This text is the second part of a series of posts about productivity. In the first part, I discussed how developers can improve their productivity. In this text, I will mention some ways in which the company or team can improve the daily lives of developers.
Do Onboarding
Starting a new company, team, or project is stressful in itself. The idea is for the person to start being productive as soon as possible, generating much pressure. One way to improve this scenario is to have a well-structured onboarding process.
One practice I tested several times was:
- In the first days, the person works in pair programming with the team, each day with someone different. This way, she learns the project details and gets along with the team.
- In the second week (or before, depending on the team size), the person receives a carefully chosen task to perform the entire development cycle (coding, testing, deployment in a homologation and production environment) autonomously.
There are several ways to carry out this onboarding process, but the most important thing is for the team to carefully define it so that new people become productive as soon as possible.
Create a culture of documentation
It's very frustrating when we're developing a feature, and we're stuck waiting for an answer to a question or clarification that's just in someone's head. To resolve this problem, creating a culture of documentation in the team is essential. Design docs, RFCs, ADRs, and videos; there are many ways to accomplish this. Another critical point is that all these documents are structured and easy to search and consult. Tools like Confluence, Github/Gitlab Wikis, and Notion are good choices for this purpose.
Set standards
Another vital point to accelerate development is to have well-defined standards. A good set of definitions will help with code writing, code review, and future maintenance, saving time from arguing about "tabs or spaces?" and similar topics.
Most languages have coding style standards that teams can adopt. It is possible to document and adopt a standard among the group if it does not exist. And it continues beyond there because we can define standards concerning the creation of APIs (Rest x RPC? URls in the singular or plural?), documentation (as mentioned above), and microservices.
Decrease the cognitive load
Software development itself is complex. In addition, the person must understand the business details for which he is writing solutions. Any complexity beyond these can decrease productivity and are good opportunities for improvement. For example:
- Make infrastructure and build/deploy processes transparent to devs.
- Adoption of libraries that implement features such as logging, authentication, authorization, caching, and observability, which are common to a large number of scenarios
- Automated quality control with tools like Sonar or Codeclimate
- Creating new projects using templates
- Collection of productivity metrics
- Optimization of application build and deployment time
- Ease in creating environments such as local and QA.

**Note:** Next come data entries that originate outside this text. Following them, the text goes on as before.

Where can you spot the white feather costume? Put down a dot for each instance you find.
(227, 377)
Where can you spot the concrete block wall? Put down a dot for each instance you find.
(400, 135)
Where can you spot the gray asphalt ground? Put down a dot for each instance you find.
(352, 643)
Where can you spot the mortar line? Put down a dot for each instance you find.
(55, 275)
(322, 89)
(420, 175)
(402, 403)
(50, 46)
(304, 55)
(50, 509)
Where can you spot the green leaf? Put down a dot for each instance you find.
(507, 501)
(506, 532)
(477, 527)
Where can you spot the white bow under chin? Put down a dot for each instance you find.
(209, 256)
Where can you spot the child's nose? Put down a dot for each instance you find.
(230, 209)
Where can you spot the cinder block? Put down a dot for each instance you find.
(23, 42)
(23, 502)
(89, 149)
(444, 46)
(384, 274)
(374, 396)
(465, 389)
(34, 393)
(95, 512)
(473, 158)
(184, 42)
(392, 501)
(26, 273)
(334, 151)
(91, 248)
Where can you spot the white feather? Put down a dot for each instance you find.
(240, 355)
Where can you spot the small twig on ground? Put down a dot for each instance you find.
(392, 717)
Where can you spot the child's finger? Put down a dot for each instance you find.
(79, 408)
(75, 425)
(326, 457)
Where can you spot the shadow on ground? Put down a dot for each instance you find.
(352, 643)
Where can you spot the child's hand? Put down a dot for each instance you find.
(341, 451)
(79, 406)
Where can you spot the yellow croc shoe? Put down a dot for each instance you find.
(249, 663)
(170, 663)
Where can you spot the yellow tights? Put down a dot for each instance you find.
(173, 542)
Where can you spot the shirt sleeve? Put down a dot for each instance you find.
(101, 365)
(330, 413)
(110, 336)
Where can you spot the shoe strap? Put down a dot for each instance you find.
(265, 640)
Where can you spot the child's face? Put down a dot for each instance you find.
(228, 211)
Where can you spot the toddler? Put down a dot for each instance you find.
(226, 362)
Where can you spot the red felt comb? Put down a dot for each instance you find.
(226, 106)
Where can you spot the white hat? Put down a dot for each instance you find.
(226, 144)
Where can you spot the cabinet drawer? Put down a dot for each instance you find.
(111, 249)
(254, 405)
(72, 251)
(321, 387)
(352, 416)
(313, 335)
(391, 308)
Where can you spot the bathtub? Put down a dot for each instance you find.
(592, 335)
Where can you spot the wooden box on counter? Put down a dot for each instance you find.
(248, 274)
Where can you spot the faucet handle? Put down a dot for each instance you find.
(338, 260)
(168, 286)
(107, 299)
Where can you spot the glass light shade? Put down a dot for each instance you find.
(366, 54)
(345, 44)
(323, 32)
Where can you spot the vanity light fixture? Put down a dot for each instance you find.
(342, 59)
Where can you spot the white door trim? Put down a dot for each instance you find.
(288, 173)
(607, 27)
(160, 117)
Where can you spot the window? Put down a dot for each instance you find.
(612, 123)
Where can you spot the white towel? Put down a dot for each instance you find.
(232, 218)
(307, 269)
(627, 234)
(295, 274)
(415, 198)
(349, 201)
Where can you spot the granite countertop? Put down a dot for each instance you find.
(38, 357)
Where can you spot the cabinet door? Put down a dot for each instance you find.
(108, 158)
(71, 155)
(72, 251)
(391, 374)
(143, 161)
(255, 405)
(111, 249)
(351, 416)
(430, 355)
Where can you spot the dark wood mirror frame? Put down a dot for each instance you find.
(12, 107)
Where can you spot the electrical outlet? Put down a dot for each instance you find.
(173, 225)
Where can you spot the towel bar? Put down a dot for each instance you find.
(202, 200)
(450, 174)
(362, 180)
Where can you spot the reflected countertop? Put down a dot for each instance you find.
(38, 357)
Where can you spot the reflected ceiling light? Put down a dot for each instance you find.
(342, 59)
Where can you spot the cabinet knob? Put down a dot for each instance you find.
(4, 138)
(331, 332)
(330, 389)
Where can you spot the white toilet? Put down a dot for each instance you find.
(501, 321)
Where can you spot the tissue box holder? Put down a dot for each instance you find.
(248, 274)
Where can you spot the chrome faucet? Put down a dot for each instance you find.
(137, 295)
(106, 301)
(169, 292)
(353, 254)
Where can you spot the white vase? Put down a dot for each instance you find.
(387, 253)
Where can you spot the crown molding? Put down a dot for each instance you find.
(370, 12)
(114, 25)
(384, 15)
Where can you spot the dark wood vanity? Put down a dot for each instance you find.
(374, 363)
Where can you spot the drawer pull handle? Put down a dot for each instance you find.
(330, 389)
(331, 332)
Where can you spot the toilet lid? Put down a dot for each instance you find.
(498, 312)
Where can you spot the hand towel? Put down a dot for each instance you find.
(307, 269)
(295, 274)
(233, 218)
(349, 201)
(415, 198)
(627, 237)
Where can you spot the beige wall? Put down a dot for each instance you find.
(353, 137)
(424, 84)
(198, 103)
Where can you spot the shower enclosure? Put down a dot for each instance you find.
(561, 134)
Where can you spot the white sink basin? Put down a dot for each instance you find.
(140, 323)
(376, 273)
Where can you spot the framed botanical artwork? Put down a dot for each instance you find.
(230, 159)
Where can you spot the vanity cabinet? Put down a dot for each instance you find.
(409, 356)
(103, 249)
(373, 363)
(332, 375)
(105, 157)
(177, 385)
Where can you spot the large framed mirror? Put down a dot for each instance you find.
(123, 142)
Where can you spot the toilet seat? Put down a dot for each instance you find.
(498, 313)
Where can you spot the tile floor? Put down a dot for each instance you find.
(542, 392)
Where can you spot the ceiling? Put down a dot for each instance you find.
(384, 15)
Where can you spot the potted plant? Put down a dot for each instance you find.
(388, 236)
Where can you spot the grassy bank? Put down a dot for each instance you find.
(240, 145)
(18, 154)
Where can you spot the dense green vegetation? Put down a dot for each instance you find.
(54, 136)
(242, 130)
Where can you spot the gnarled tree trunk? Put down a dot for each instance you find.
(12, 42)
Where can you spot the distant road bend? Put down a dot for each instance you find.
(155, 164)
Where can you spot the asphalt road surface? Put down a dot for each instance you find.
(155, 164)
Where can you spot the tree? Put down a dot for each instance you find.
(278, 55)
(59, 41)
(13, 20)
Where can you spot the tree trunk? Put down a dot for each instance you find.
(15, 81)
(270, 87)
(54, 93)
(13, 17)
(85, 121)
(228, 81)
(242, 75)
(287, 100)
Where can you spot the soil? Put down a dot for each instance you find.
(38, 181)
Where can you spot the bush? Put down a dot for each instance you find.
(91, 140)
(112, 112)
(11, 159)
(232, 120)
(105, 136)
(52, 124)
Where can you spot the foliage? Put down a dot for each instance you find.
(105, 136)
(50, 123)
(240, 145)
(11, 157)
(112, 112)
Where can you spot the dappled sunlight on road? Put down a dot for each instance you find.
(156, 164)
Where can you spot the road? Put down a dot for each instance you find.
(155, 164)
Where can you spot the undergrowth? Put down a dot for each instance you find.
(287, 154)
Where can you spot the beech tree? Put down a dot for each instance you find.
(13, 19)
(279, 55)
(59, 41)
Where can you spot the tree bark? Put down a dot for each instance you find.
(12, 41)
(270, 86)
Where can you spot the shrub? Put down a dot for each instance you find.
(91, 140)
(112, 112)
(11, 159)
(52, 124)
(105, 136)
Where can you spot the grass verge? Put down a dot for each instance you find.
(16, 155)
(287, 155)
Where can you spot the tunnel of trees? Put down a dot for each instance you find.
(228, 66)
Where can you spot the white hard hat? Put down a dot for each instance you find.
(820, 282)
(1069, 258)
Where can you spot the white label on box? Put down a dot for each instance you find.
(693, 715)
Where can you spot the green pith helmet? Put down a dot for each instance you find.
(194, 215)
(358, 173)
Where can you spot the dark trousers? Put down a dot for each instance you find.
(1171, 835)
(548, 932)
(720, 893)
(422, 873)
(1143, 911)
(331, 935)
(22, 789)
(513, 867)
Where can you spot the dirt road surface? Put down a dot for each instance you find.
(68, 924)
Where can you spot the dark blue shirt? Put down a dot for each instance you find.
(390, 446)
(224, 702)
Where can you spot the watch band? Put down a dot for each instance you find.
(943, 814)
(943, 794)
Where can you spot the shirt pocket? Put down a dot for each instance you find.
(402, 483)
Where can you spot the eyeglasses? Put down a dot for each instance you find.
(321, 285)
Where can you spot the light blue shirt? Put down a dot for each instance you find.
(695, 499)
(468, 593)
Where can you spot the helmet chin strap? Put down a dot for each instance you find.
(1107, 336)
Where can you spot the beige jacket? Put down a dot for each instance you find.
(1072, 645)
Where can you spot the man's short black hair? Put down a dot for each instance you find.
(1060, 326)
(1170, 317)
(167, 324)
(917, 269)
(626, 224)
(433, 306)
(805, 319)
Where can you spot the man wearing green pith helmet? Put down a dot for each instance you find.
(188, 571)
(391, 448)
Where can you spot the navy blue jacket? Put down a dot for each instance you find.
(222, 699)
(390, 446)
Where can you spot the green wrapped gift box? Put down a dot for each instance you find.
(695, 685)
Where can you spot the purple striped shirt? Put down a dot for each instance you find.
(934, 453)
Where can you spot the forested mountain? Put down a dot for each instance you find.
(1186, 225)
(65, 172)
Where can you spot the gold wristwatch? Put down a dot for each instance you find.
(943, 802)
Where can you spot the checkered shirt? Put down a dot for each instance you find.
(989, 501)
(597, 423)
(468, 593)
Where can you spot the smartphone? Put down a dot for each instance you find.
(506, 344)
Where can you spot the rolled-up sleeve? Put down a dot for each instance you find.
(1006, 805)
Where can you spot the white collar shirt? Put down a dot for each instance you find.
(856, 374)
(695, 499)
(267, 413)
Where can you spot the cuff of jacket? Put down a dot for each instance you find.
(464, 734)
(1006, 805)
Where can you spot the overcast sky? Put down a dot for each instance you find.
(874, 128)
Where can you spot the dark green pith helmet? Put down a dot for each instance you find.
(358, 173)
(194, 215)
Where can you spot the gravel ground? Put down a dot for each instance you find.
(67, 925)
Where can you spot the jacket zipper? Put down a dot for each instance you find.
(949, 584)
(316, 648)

Create/Use an Internal Development Portal
The idea is to have a central point where people can find standards, documentation, and designs. The team can do this with a specialized tool like Backstage, Confluence, Github, Google Docs, or some internal implementation. The software is not the most important thing here, but having an easy way to find what is needed for the person to be more productive.
Create useful templates
Nothing is more frustrating than handing a blank page and asking the person to create a complex document or a new feature. It's easy to look at the page and think, "Where do I start?". A way to solve this is to create templates for:
- Documents. Such as design docs, ADRs, RFCs
- Projects. It is possible to do this with templates from Github repositories, Backstage, or some internal solution.
- Stories and tasks in tools like Jira or Github
- Pull requests
- Commits. For this, I like the Conventional Commits pattern and commit templates.
Create processes for incidents.
One thing is sure: there will be some incidents in production. Some not mapped scenarios will occur, a database will be overloaded, and the cloud provider will have a problem. At these times, it is important to have well-defined processes to guide the actions to mitigate the problem, correct and document what happened so that it does not happen again, the famous post mortem.
Despite the idea that incidents are rare events, it is essential to consider them as something that can affect teams' productivity. If the team wastes much time solving a problem in production and does not learn from the occurrence, they tend to be repeated and consume even more time.
Create a culture of quality
This tip is related to the previous one. To avoid incidents and prevent the code from becoming complex and hard to maintain, teams must have a culture of writing quality code. Changing low-quality and complex code is very frustrating and time-consuming, increasing the likelihood of errors and incidents.
A paper published by Google points out how quality directly influences the productivity of teams: What Improves Developer Productivity at Google? Code Quality.
Conclusions
These are just a few tips I've tried to list here, but the list could be more comprehensive, and I'd love to read your suggestions in the text comments.